My spouse and I have lived in Fridley, Minnesota for well over a decade now. It wasn’t intentional in the way some people seek their community. We didn’t do a lot of research and hand-pick the area. We happened to stumble across a house that spoke to the both of us, after numerous ones that didn’t.
For a big chunk of my childhood, I grew up in Small Town Minnesota.
In Small Town, you really knew your neighbors. You went to church not only with your family, but with your grocer, your teachers, and the (only) town vet. The Twin Cities was considered sort of a bad place, a huge metropolis calling to some like a siren, seducing the youth to leave. Mostly though, people stayed in Small Town, married someone from Small Town and had children.

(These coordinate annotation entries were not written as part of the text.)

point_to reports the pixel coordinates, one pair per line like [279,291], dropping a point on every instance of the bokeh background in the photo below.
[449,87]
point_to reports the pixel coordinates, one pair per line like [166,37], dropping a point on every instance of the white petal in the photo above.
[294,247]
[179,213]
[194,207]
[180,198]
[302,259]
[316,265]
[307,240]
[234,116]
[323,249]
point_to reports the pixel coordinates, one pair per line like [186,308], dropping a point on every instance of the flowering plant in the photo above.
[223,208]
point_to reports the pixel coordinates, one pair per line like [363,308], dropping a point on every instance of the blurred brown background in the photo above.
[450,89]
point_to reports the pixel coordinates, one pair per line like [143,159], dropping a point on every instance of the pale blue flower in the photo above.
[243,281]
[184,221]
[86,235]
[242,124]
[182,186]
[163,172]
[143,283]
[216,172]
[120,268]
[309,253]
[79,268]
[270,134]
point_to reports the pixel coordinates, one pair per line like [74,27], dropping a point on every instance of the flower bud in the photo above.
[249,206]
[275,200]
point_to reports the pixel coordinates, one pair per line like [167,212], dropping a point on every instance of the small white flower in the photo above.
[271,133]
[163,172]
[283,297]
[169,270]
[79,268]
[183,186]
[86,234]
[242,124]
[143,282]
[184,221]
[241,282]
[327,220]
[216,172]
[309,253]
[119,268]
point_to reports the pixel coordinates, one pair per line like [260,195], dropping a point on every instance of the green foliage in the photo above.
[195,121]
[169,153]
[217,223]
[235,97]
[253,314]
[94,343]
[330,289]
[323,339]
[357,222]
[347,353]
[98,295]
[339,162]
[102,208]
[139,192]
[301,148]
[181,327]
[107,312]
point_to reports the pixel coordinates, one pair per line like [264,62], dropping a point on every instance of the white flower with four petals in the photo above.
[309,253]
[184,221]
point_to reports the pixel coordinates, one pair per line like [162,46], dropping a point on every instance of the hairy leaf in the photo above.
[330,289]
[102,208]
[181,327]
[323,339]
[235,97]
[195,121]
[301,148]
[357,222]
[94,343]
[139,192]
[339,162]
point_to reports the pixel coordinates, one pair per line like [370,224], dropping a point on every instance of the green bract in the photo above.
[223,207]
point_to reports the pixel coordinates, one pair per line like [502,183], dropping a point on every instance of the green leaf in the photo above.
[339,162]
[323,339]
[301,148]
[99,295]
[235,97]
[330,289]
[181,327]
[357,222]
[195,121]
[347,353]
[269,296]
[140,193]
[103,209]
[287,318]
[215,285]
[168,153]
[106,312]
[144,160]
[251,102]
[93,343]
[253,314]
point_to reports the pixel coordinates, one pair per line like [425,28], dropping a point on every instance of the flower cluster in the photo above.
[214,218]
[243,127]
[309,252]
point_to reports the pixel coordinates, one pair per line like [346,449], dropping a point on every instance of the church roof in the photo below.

I left Small Town at a fairly young age and I’ve lived in other places—a short stint in California (where the siren was very loud indeed) and various spots scattered in the Twin Cities.
But I have always had a secret longing to live in Small Town again. I wanted to find those romantic connections that seemed so natural in Small Town, but are so rare everywhere else.
Certainly, in time, I had always managed to find my own sense of community where ever I lived. But it took work, and I had to look hard.
In today’s world where we have immense information available at our fingertips, but no context for that information (because we spend too much time, removed from people and experiences), I have found my passion for my youthful pursuits grow a little tired and strained, replaced by a personal quest for belonging and meaning. I sound old, I realize, but maybe that is the fire of mid-life that turns us wise.
What I have noticed since being a resident of Fridley, is that Small Town feelings and values are quite well and alive here. I have met many folks who grew up here, went away for an education or the start of a career, only to return. Many times they would buy the home from their parents where they grew up, or at the very least, live mere blocks away.
I’ve not only borrowed cups of sugar to my neighbors, but I’ve shared impromptu meals, back yard gatherings around a fire pit, and many glasses of wine with them.
When I shop at , that charming store on the corner with their big red apple logo peeking down at me, they not only know my name, but how I like my meat cut.
When I patronize for flowers for my spouse or small gifts, Kay and her husband, Bob, greet me as if I were a family member and fuss over my kids.
When I attend community events (and there are many here to choose from), people do more than comment about the weather, they wave and smile at me, they ask about my family.
After years of living here in Fridley, just 15 miles or so from downtown Minneapolis, I realized it. I have finally made it back to Small Town, USA after all.